LA CARA Y LA SONRISA

Abordamos a continuación la relevancia de la sonrisa, una de las expresiones más genuinamente humanas, centrándonos en cómo la apariencia facial, y la sonrisa como componente principal de ella, condicionan tanto nuestro grado de autoestima como la valoración «que los otros» hacen de nosotros.

Existen numerosas publicaciones científicas y de otro tipo sobre la relación que existe entre la apariencia facial y la aceptación social de las personas. La cara es la parte de nuestro cuerpo que tiene mayor relevancia en el conjunto del atractivo físico.

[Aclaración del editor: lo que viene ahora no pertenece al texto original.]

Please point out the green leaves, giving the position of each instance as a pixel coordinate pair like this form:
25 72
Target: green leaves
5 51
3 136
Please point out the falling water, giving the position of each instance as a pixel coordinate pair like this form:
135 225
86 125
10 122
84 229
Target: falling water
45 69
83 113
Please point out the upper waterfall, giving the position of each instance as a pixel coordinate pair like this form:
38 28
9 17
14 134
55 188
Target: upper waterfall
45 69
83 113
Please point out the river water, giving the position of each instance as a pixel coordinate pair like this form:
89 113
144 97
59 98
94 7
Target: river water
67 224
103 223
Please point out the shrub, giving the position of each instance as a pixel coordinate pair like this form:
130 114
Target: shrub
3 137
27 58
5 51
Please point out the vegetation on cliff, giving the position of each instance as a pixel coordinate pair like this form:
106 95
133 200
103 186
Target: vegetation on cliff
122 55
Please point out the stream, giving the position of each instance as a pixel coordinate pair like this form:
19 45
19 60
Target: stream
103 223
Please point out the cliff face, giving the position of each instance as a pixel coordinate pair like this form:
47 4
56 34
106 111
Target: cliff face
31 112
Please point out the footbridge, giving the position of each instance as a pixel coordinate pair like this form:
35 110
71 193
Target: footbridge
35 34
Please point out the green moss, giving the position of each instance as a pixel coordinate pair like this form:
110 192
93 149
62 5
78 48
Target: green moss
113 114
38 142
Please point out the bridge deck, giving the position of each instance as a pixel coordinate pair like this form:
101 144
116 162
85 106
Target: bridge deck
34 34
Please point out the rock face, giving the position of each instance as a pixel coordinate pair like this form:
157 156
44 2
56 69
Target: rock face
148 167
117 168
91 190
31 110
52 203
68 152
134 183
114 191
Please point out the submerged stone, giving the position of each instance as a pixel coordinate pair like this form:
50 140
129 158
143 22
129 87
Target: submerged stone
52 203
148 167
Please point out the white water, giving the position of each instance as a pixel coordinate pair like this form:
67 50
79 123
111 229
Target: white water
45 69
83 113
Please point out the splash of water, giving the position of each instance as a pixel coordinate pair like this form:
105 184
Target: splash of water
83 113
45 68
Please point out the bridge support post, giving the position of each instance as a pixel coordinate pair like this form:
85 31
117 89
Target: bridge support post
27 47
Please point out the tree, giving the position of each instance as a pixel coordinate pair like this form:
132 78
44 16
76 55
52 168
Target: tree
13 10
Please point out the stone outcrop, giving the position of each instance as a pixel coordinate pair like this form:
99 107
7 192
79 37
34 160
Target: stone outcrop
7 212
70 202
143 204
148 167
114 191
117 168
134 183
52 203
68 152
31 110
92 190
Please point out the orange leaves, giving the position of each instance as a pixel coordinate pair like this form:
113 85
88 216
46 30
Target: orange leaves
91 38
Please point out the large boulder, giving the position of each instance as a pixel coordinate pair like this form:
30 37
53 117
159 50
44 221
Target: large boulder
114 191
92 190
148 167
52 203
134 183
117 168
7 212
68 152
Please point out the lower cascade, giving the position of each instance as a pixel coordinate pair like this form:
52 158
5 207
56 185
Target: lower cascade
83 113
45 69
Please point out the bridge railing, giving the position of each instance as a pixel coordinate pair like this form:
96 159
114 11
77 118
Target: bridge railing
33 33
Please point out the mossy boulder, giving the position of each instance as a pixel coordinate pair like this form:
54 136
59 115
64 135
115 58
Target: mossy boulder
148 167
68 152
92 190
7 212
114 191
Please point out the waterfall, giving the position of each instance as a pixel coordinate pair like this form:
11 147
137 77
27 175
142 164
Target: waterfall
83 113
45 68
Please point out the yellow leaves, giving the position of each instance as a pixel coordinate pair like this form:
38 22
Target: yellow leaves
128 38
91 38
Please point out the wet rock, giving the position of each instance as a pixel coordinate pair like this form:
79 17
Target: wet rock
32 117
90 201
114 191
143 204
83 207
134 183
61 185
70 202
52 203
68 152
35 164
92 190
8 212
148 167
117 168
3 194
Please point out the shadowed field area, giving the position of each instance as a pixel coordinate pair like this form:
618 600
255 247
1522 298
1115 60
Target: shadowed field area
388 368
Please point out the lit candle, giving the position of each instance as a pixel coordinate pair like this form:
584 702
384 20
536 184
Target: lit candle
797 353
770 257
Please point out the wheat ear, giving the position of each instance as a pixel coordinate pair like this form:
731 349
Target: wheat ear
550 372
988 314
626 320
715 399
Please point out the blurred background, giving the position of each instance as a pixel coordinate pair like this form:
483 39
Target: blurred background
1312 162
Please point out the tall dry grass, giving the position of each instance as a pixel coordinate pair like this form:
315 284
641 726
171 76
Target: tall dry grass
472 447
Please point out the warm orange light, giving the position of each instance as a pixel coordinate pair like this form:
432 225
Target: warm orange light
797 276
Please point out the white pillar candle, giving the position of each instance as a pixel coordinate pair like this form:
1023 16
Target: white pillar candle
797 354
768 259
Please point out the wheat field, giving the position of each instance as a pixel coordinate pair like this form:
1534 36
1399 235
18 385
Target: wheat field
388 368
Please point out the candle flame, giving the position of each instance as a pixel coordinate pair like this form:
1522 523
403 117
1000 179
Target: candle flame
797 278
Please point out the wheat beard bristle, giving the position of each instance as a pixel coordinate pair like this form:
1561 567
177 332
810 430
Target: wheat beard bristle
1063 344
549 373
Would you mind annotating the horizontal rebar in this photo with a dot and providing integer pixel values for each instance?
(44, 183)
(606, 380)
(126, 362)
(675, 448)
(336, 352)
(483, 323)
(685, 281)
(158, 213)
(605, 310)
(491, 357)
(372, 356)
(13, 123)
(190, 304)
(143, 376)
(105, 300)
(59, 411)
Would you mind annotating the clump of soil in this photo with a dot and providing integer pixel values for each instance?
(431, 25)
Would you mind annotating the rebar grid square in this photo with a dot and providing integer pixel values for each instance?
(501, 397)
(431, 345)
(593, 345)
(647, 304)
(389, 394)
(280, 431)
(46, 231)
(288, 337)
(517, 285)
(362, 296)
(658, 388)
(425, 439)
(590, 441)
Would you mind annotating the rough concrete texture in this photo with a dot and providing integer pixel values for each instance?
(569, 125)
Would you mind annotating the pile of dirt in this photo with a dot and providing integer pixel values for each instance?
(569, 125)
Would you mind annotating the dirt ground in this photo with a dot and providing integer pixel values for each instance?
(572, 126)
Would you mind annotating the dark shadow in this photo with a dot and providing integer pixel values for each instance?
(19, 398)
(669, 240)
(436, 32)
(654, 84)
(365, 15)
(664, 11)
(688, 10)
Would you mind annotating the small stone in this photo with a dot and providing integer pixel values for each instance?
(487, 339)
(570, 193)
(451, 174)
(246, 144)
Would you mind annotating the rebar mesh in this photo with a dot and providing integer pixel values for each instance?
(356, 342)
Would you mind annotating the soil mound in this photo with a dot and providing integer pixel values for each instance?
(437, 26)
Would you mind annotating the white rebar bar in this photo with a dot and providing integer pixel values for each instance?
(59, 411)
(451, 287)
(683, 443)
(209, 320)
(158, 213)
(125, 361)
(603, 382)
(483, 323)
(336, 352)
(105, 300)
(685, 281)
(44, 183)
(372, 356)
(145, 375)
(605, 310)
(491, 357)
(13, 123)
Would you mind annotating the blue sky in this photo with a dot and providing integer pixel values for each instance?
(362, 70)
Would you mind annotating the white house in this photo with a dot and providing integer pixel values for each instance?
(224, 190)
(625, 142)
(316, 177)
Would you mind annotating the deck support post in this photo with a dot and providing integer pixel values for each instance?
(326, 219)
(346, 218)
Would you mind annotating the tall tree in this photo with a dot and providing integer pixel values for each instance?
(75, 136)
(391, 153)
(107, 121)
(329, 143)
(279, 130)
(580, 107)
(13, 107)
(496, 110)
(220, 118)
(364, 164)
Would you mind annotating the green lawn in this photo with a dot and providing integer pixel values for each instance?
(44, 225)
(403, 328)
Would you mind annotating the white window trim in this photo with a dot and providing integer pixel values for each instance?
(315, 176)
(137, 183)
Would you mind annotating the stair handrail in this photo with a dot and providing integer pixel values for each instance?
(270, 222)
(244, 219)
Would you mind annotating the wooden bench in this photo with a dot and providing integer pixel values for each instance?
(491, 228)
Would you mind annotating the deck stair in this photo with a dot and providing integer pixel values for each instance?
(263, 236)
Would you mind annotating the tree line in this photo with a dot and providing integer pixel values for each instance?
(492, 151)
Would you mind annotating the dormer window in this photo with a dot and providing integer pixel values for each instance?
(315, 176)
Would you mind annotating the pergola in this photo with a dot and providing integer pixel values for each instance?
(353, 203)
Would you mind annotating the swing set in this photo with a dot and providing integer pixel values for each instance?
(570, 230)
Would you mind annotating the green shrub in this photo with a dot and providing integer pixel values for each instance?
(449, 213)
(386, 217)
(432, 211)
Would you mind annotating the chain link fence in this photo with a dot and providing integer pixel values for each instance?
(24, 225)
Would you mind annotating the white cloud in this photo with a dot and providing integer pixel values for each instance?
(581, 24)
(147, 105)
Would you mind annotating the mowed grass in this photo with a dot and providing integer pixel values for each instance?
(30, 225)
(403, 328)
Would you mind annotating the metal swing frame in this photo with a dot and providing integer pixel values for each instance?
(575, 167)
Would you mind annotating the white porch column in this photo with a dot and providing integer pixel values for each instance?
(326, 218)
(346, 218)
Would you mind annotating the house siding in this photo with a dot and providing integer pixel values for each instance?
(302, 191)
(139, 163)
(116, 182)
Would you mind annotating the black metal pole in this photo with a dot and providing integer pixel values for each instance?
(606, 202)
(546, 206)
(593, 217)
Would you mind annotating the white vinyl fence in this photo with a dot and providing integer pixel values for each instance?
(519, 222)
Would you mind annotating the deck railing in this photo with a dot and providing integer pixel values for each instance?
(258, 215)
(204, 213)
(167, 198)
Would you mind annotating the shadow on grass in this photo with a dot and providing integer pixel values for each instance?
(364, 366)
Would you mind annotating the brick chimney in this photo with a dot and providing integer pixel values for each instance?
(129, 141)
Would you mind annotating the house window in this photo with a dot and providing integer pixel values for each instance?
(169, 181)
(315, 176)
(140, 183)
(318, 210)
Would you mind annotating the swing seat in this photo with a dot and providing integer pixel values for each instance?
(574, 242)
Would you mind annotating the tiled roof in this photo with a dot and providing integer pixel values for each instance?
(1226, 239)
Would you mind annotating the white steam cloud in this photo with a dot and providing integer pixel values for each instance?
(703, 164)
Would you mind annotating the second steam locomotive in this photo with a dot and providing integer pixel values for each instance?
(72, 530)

Además, la cara juega un papel destacado en la construcción de nuestra personalidad. Se ha comprobado que las personas que están satisfechas con su imagen facial se sienten más seguras de sí mismas. La sonrisa, por su parte, ejerce una potente influencia en la armonía global de la cara. Una sonrisa que muestra unos dientes amontonados y feos provocará que la más armoniosa de las caras pierda buena parte de su atractivo.

Por otra parte, cada vez es más evidente que la respuesta social que recibimos de nuestro entorno influye en la percepción que tenemos de nosotros. Y no sólo desde el punto de vista del atractivo, sino también en considerarnos seguros y dotados de las herramientas necesarias para relacionarnos socialmente. Observamos que las personas atractivas son recompensadas por su entorno potenciando su nivel de autoestima, lo que a su vez refuerza aún más su capacidad de relacionarse con los demás.